Fitness Routines That Also Relieve Anxiety
Don’t run from stress. Train through it.
Anxiety thrives in stillness, chaos, and inaction. But when you move with purpose, you override the noise. Fitness routines that combine intensity with focus are powerful tools for reducing both acute stress and chronic anxiety.

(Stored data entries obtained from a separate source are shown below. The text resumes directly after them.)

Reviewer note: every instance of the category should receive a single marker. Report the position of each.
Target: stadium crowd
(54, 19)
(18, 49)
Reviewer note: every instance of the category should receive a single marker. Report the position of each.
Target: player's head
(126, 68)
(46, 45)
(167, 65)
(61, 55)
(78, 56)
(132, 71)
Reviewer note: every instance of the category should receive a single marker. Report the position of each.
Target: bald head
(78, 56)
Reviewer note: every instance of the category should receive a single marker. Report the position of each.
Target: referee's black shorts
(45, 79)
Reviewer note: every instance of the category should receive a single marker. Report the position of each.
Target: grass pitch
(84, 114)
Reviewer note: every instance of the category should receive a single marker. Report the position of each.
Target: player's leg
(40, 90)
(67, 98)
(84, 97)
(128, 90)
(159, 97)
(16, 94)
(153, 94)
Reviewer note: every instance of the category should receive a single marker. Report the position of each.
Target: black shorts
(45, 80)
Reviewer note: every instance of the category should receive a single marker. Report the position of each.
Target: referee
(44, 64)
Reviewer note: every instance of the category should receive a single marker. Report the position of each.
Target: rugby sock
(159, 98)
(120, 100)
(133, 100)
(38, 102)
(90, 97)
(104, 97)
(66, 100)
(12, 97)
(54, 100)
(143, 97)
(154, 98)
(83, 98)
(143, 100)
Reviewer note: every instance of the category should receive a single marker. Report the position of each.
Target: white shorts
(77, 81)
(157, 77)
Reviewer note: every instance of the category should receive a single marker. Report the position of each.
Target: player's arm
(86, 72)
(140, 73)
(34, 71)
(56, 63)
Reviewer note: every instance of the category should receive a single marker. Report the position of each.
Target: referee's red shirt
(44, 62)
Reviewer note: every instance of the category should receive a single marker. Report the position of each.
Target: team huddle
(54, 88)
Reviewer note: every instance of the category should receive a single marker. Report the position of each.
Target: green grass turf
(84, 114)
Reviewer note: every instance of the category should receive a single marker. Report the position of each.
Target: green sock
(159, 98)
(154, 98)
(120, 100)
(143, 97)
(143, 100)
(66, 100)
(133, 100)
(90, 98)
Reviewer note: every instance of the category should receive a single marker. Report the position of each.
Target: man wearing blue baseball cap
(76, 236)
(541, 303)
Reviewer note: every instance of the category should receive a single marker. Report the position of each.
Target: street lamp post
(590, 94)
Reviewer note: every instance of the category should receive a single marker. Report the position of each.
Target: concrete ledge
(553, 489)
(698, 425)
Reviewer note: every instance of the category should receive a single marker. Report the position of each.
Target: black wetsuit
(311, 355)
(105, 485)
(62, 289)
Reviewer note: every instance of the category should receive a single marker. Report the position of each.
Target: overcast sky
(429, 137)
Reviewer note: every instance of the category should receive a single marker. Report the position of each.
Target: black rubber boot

Why Fitness Fights Anxiety:
Boosts feel-good neurotransmitters like dopamine and serotonin
Reduces cortisol (the stress hormone)
Improves sleep, which directly impacts emotional regulation
Offers control and structure—a grounding force during chaotic times
Top Anxiety-Reducing Workouts:
High Intensity Interval Training (HIIT): Short bursts of challenge followed by recovery help reset brain patterns
Weighted Carries & Core Work: Builds control and body awareness
Cardio with Rhythm (running, rowing, jump rope): Focused repetition helps calm racing thoughts
Boxing or Kickboxing: Combines release with mindfulness and intensity
Low-Impact Strength Circuits: Keep heart rate steady while building confidence
Sample Routine:
- 10-minute warm-up (walk, mobility)
- 20-minute strength circuit (push-ups, squats, carries, rows)
- 10-minute cardio finisher
- 5-minute cooldown with deep breathing
Consistency is what counts. The goal isn’t to crush your body—it’s to empower your brain through movement.
-The workout isn’t always the escape. Sometimes it’s the therapy.